Québec/violences: deux morts et un bléssé grave à Marieville

marie ville

Deux hommes ont été tués et un autre a été gravement blessé lors d’une fusillade à Marieville, mercredi soir, en Montérégie. Depuis les événements, des dizaines de policiers lourdement armés ratissaient le secteur pour mettre la main au collet du suspect.

Léonne Choquette a vécu l’horreur. Son fils Éric a été atteint par au moins deux balles lors de la tuerie. Cinq minutes plus tôt, il avait quitté la maison de sa mère pour aller montrer son nouveau tracteur au propriétaire du garage, à deux pas de là. «J’ai entendu trois coups de carabine. J’ai dit à ma bru: ”as-tu entendu ce que je viens d’entendre?”» Aussitôt, elle sort de sa maison. Elle entend alors un homme lâcher un puissant cri. «Il a dit à mon fils: ‘crisse ton camp de là, je veux pas te voir icitte», récite-t-elle, sonnée.

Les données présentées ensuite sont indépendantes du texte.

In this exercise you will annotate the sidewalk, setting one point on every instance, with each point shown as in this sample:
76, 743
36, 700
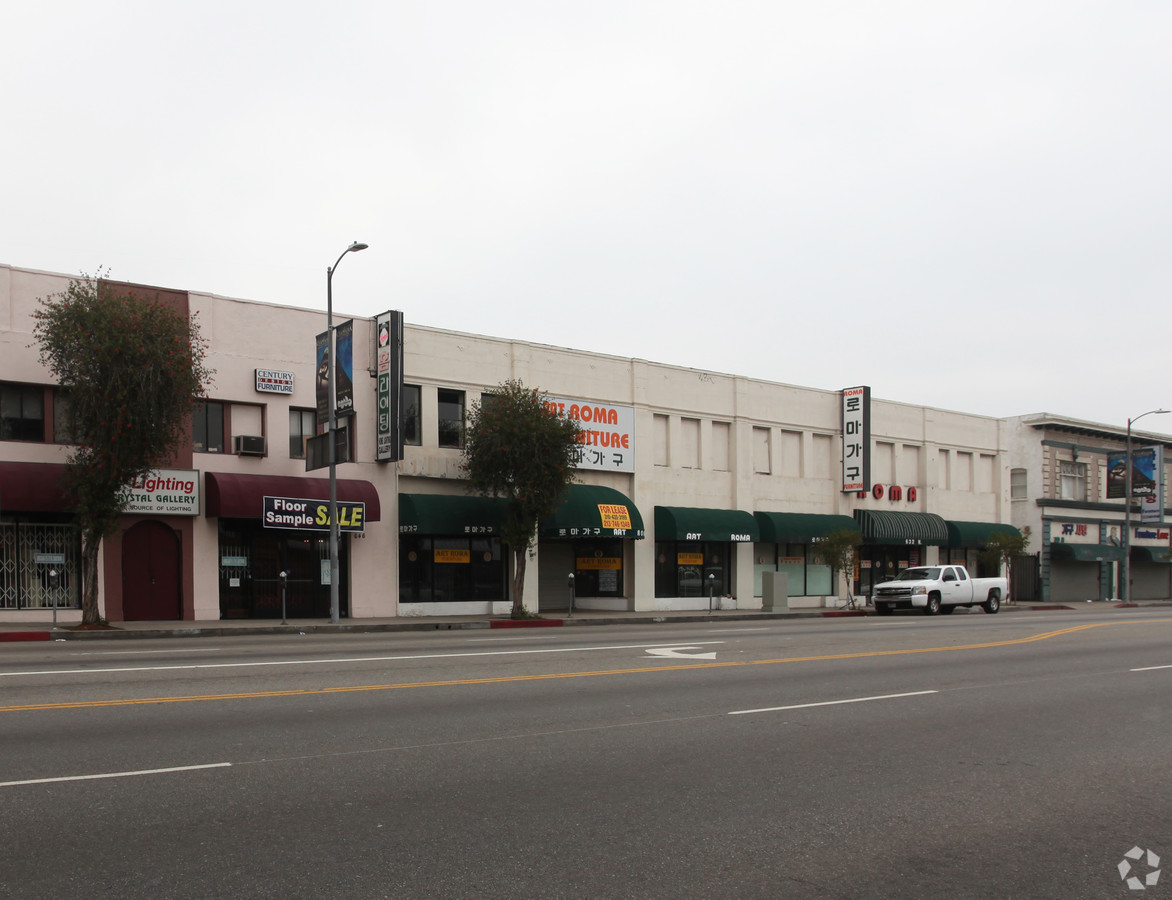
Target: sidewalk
217, 628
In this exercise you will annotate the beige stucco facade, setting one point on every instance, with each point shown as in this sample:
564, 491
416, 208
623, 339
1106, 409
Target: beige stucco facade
700, 441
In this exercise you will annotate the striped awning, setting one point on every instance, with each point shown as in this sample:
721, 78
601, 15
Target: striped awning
901, 527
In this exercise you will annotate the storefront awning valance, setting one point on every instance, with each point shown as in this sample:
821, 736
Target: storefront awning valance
1085, 552
591, 510
976, 533
243, 496
450, 515
690, 523
33, 488
801, 527
901, 527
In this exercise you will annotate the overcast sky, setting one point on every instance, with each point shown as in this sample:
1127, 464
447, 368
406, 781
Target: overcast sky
961, 204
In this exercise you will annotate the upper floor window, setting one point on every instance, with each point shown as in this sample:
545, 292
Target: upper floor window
410, 415
451, 417
1072, 481
21, 413
208, 427
302, 425
1019, 486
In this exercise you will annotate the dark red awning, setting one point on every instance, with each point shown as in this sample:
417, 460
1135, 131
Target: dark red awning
33, 488
243, 496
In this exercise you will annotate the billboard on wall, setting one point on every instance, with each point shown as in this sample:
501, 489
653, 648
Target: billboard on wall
164, 492
343, 376
856, 438
607, 435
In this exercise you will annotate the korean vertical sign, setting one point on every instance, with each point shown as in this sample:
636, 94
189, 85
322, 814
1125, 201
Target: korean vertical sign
856, 438
388, 352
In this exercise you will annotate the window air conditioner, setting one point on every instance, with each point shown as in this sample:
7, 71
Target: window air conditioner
249, 444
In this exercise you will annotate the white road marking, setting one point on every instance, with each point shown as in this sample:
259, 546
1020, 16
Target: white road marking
135, 653
116, 775
328, 661
680, 653
832, 702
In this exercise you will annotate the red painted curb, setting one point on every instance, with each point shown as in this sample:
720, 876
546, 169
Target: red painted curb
524, 622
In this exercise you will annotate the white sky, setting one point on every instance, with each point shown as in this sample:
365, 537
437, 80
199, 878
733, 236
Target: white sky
961, 204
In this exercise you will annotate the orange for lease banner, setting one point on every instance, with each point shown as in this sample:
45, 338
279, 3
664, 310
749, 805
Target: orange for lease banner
614, 516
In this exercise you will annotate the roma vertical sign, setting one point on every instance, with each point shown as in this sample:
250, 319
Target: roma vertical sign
856, 438
389, 390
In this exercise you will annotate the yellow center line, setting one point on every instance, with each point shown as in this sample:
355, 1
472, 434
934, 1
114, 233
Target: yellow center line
509, 679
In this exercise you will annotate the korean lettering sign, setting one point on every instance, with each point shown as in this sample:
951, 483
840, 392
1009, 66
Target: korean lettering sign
856, 438
607, 435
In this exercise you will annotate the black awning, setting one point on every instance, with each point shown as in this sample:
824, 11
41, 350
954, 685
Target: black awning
901, 527
689, 523
1085, 552
801, 527
449, 515
976, 533
243, 496
593, 511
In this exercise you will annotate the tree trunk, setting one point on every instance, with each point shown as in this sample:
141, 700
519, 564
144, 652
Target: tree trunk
519, 563
90, 546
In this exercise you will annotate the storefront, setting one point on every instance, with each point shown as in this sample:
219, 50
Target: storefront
786, 545
450, 552
591, 537
40, 546
695, 550
894, 540
273, 524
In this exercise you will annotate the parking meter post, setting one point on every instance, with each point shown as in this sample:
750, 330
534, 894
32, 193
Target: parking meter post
53, 590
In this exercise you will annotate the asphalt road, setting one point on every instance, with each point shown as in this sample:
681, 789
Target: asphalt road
965, 756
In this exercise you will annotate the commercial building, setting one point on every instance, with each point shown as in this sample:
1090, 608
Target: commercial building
689, 483
1067, 486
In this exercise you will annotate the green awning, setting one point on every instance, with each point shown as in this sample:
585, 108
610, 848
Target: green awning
901, 527
593, 511
441, 513
976, 533
689, 523
801, 527
1085, 552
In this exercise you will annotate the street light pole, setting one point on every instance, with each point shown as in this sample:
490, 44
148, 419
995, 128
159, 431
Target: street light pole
1126, 506
332, 427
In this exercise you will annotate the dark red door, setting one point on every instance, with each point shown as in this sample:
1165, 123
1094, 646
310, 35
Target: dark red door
150, 572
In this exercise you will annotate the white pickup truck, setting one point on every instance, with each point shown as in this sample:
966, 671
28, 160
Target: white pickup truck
938, 590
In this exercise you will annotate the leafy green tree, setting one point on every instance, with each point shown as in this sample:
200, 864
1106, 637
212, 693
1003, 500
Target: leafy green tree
518, 448
129, 368
1001, 550
838, 550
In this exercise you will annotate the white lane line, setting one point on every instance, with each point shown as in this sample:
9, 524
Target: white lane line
116, 775
328, 661
136, 653
832, 702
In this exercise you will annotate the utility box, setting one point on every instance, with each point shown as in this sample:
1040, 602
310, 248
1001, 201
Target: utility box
775, 592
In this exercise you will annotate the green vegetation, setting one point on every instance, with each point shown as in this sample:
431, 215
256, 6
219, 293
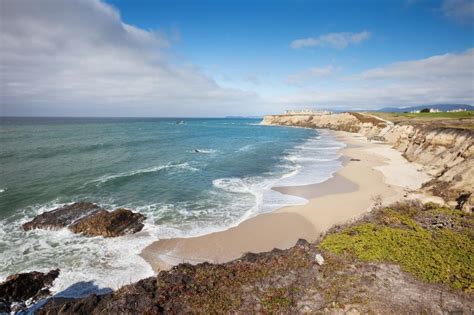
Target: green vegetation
435, 244
457, 120
441, 115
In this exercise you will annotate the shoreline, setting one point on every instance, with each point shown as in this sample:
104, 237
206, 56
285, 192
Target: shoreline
369, 170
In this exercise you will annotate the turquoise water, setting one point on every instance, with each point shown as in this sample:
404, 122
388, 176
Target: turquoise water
150, 166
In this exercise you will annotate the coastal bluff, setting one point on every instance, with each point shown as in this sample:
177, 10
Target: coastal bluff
445, 152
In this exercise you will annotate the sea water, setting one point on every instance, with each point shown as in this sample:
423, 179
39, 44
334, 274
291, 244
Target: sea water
187, 176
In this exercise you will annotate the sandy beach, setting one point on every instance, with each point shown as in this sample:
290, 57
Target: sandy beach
371, 173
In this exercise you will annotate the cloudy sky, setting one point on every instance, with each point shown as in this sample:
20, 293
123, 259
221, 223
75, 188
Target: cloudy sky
216, 58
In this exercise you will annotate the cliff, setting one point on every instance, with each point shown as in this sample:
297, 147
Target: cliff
445, 153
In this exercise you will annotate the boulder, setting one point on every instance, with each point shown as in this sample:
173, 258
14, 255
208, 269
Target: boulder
21, 287
62, 217
89, 219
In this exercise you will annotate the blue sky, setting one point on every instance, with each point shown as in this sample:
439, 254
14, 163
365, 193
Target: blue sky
215, 58
237, 40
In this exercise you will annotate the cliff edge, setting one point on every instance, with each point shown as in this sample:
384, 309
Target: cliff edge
446, 153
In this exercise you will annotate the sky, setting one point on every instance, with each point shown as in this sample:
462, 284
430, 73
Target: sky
216, 58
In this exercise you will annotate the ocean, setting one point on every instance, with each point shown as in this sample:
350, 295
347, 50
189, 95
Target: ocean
187, 176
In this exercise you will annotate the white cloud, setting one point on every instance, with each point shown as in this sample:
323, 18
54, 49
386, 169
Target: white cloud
309, 74
459, 10
77, 57
335, 40
435, 68
447, 78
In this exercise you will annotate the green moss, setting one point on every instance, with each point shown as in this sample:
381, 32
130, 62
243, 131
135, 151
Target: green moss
435, 256
279, 300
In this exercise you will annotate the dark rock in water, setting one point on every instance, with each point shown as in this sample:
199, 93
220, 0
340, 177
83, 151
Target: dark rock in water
90, 220
109, 224
62, 217
21, 287
137, 298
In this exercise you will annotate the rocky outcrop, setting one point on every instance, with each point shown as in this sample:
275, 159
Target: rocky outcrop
21, 288
446, 153
89, 219
109, 224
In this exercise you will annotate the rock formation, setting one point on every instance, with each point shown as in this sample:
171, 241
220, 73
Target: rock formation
446, 153
89, 219
17, 289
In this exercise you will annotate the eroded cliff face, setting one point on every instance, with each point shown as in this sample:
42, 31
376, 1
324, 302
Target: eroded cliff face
446, 153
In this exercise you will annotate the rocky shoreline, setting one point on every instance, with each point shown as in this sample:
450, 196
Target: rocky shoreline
89, 219
446, 153
319, 277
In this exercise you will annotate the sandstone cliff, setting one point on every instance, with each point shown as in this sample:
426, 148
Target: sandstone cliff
446, 153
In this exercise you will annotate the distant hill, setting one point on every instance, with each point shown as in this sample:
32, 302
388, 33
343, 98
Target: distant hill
442, 107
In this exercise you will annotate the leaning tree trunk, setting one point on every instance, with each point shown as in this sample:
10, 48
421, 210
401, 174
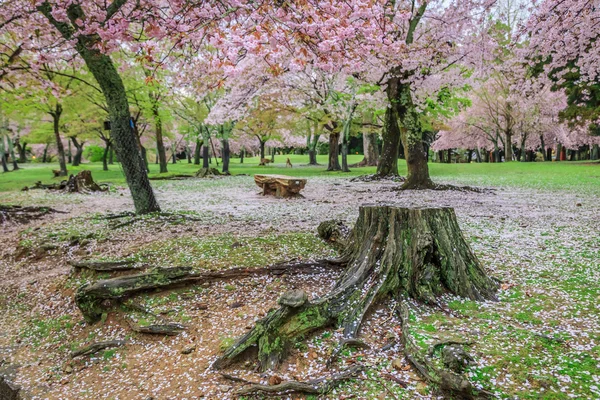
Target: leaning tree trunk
60, 148
226, 156
388, 161
334, 162
392, 251
111, 84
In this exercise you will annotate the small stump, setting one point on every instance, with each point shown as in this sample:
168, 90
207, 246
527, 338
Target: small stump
280, 185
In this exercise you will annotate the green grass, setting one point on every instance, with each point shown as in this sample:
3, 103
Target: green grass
541, 175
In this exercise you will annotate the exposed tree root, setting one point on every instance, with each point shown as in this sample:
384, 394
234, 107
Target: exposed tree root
444, 378
169, 329
378, 178
23, 215
334, 232
178, 177
90, 298
436, 186
80, 183
314, 386
174, 218
104, 266
208, 173
416, 252
96, 347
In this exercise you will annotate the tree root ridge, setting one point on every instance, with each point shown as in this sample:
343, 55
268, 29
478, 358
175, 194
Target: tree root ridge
96, 347
314, 386
417, 252
90, 298
378, 178
23, 214
438, 186
104, 266
444, 378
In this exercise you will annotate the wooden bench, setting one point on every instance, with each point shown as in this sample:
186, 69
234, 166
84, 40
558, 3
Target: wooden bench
280, 185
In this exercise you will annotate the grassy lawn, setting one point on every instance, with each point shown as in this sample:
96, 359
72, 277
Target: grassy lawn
540, 175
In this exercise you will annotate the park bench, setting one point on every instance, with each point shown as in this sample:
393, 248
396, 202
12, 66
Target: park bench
280, 185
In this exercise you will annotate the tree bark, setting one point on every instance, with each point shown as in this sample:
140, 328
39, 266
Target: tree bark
402, 252
388, 162
107, 76
197, 152
78, 151
334, 152
105, 156
60, 148
205, 156
225, 152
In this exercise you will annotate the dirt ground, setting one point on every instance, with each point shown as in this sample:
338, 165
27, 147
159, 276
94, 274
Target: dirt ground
519, 235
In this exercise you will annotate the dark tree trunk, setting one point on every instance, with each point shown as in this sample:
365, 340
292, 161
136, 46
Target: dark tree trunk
205, 156
22, 152
334, 149
105, 156
262, 149
107, 76
78, 151
388, 162
60, 148
345, 167
225, 152
441, 156
197, 152
595, 152
69, 153
392, 251
312, 157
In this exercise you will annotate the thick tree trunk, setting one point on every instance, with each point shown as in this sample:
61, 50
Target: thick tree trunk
225, 152
197, 152
595, 152
105, 156
345, 167
392, 251
107, 76
78, 152
333, 163
22, 152
262, 149
60, 148
388, 162
11, 151
205, 156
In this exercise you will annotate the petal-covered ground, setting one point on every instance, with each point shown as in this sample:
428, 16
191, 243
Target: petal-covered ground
541, 340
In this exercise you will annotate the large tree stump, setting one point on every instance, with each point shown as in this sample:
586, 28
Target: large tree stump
415, 252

Son fils court dans sa direction, les vêtements ensanglantés. «Il m’a crié: va t’en, tu vas te faire tirer!», raconte Léonne Choquette, encore sous le choc. «Il avait la main arrachée et le cou en sang. Il était magané. Je pensais faire une crise de coeur», explique-t-elle d’un souffle. Sans plus attendre, la conjointe d’Éric Choquette l’embarque dans son véhicule et part en trombe. Dans cette confusion, Mme Choquette entend trois autres coups de feu résonner dans le voisinage. Selon elle, il s’agirait de tirs de carabine. Son fils Éric a été transporté à l’hôpital où il lutte pour sa vie. L’homme de 47 ans est père de trois enfants d’âge adulte.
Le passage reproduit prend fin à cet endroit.